Parameters:: selection_criteria (Dict[str, float] | None)

mioXpektron.denoise.denoise_select.rank_methods_polars(summary_df, per_peak_df, w_match=3.0, w_mz=2.0, w_area=2.0, w_height=1.5, w_fwhm=1.0, w_spread=1.0, w_noise_db=2.0, w_delta_snr_db=1.5, w_hf_db=1.5, w_hf_frac=1.0, min_noise_db=0.5, min_delta_snr_db=1.0, selection_criteria=None)[source]

Rank methods (polars) using the pandas implementation for identical semantics.

Parameters:

summary_df (DataFrame)
per_peak_df (DataFrame)
min_noise_db (float)
min_delta_snr_db (float)
selection_criteria (Dict[str, float] | None)

Return type:

DataFrame

mioXpektron.denoise.denoise_select.rank_method(input_format, summary_df, per_peak_df, w_match=3.0, w_mz=2.0, w_area=2.0, w_height=1.5, w_fwhm=1.0, w_spread=1.0, w_noise_db=2.0, w_delta_snr_db=1.5, w_hf_db=1.5, w_hf_frac=1.0, min_noise_db=0.5, min_delta_snr_db=1.0, selection_criteria=None)[source]

Dispatch ranking to pandas or polars implementation with identical semantics.

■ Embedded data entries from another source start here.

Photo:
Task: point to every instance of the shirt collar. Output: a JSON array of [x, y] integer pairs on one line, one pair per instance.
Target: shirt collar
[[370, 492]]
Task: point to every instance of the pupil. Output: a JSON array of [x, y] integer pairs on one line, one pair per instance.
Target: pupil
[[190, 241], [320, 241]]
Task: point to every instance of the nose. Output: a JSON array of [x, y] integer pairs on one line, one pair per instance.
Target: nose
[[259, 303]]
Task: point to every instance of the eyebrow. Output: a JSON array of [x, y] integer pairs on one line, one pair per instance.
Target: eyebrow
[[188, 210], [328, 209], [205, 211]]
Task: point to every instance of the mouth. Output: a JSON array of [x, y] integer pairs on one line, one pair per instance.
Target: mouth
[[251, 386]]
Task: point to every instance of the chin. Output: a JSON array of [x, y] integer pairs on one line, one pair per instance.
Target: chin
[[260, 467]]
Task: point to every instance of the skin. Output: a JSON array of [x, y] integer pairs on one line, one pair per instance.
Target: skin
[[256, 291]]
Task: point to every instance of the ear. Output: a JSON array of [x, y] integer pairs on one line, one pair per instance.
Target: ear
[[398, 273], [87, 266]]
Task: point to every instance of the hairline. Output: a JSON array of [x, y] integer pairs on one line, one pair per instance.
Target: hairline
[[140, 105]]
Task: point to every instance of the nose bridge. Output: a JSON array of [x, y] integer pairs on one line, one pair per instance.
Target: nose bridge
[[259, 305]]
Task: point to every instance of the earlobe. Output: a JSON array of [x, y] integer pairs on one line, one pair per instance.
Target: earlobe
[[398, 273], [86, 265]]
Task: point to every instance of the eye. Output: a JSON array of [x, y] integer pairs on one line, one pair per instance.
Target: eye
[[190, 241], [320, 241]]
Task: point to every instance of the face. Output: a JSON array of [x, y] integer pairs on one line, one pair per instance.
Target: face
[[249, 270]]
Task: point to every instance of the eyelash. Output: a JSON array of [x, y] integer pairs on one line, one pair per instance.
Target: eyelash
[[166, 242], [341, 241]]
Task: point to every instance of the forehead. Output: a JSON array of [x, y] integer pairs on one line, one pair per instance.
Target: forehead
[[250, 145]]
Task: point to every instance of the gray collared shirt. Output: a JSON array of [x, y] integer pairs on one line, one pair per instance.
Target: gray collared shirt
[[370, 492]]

Returns a DataFrame (pandas or polars) sorted by ascending score and includes explicit pass/fail flags for denoising and peak-preservation criteria.

Parameters:

min_noise_db (float)
min_delta_snr_db (float)
selection_criteria (Dict[str, float] | None)

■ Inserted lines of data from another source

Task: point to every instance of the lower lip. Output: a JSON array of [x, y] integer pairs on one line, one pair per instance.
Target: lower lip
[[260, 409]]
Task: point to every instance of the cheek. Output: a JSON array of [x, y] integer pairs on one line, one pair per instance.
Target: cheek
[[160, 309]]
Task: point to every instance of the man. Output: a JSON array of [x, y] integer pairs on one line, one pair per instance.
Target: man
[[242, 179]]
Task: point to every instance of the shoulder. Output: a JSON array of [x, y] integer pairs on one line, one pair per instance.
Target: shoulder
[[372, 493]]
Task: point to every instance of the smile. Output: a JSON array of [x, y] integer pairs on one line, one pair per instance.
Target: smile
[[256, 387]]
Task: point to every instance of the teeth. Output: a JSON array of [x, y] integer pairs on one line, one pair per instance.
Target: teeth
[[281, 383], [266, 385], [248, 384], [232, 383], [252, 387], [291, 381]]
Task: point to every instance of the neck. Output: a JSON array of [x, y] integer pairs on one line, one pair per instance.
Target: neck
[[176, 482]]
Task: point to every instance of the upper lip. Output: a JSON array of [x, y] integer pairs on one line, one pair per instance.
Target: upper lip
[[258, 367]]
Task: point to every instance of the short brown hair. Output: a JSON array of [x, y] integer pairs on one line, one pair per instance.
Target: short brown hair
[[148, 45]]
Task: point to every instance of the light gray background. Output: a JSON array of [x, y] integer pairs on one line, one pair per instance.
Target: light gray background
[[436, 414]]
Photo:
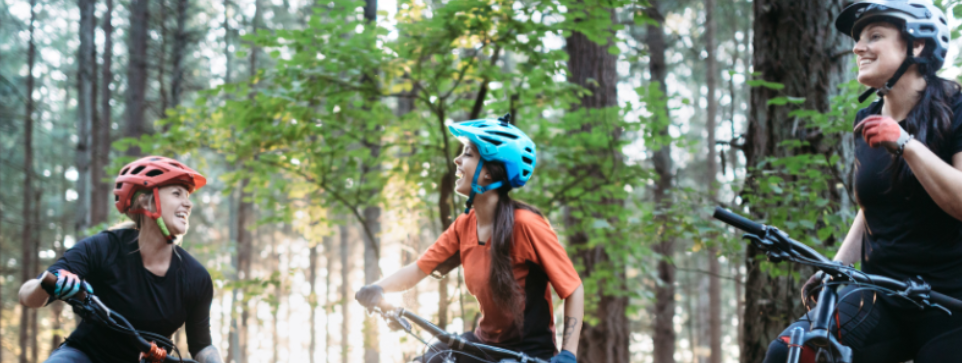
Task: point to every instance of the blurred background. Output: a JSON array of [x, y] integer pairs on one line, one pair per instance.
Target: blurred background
[[321, 126]]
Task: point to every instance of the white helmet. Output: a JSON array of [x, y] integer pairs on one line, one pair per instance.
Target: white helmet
[[918, 20]]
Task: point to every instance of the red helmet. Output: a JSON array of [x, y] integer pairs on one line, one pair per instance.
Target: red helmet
[[151, 172]]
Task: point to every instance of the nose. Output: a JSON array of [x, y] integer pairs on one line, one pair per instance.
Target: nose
[[859, 48]]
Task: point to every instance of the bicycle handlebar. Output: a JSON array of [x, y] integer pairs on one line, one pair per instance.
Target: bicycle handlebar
[[81, 301], [399, 316], [797, 249]]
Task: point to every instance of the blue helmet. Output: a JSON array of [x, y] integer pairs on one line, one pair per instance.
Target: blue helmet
[[498, 140]]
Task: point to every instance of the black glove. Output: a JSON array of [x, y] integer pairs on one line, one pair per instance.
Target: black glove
[[369, 296], [812, 287]]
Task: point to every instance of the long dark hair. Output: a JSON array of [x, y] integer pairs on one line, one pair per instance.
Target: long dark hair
[[931, 123], [505, 290]]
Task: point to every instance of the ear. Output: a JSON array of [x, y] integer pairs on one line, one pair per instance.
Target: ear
[[917, 47]]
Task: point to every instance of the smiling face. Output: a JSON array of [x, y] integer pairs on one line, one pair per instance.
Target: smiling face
[[175, 208], [466, 163], [880, 51]]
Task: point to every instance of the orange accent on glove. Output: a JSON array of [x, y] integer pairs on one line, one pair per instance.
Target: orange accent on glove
[[880, 130], [156, 354]]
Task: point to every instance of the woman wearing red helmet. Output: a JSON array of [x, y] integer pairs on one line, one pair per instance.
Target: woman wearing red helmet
[[138, 272]]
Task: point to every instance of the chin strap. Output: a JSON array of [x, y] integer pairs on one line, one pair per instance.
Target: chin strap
[[156, 216], [881, 92], [477, 189]]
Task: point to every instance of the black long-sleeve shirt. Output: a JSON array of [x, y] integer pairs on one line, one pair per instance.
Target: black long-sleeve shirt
[[111, 263]]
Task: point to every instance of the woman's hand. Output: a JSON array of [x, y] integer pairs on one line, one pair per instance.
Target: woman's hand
[[883, 131]]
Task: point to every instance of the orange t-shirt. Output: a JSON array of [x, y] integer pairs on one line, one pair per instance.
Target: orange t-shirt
[[537, 258]]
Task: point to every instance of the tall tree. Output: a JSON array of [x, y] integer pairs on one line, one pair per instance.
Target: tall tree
[[100, 145], [180, 46], [136, 72], [27, 232], [592, 66], [664, 332], [372, 211], [86, 77], [714, 283], [811, 68], [345, 291]]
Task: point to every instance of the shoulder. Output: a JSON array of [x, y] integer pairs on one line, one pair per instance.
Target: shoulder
[[194, 268]]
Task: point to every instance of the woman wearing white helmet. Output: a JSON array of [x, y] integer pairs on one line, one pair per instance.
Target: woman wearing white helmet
[[509, 251], [908, 184]]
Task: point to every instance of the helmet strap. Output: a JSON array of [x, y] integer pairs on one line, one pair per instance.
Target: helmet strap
[[881, 92], [156, 216], [477, 189]]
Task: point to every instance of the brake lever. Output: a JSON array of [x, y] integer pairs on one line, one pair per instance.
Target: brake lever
[[920, 290]]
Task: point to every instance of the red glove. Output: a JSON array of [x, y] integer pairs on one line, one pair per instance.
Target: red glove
[[883, 131]]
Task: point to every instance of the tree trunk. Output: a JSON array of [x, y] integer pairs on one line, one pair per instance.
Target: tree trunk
[[806, 68], [136, 73], [27, 232], [714, 283], [180, 44], [86, 69], [345, 292], [591, 66], [312, 298], [328, 299], [664, 332], [100, 145]]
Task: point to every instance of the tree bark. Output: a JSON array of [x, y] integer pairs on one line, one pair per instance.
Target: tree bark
[[136, 73], [794, 44], [180, 45], [591, 66], [100, 193], [714, 283], [312, 298], [27, 232], [345, 292], [664, 332], [86, 72]]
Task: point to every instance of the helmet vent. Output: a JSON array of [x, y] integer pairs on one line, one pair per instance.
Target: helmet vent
[[490, 140], [504, 134]]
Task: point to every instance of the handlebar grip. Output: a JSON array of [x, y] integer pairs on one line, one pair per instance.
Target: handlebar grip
[[738, 221], [947, 301], [50, 282]]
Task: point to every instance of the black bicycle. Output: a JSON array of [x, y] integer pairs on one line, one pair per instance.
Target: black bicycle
[[779, 247], [89, 307], [400, 319]]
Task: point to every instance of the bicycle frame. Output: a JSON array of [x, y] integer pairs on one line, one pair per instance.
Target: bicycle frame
[[398, 320], [819, 334]]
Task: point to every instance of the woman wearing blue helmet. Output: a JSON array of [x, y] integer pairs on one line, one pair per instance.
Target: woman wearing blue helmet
[[509, 251], [908, 184]]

mioXpektron.denoise.denoise_select.decode_method_label(label)[source]

Translate a compact label back into noise_filtering parameters.

Parameters:: label (str)
Return type:: dict

mioXpektron.denoise.denoise_select.select_methods(summary, basis='constrained_pareto_then_snr', top_k=12, require_pass=True, require_finite_metrics=True)[source]

Returns:: the post-filter DataFrame (shared!) frontier_df: DataFrame of Pareto points (or None if basis=’score’ and Pareto not computed) selected_df: the DataFrame of selected rows to annotate/return (top_k)
Return type:: filtered_df

mioXpektron.denoise.denoise_select.plot_pareto_delta_snr_vs_height(summary, annotate=True, top_k=12, out_path=None, ax=None, basis='constrained_pareto_then_snr', require_pass=True, require_finite_metrics=True, save_plot=True, save_pareto=True)[source]

Render ΔSNR vs. |%height| with Pareto annotations.

Parameters mirror select_methods(); see DenoisingMethods.plot for additional discussion. The helper creates the Matplotlib figure when ax is omitted and optionally saves both the chart and frontier table.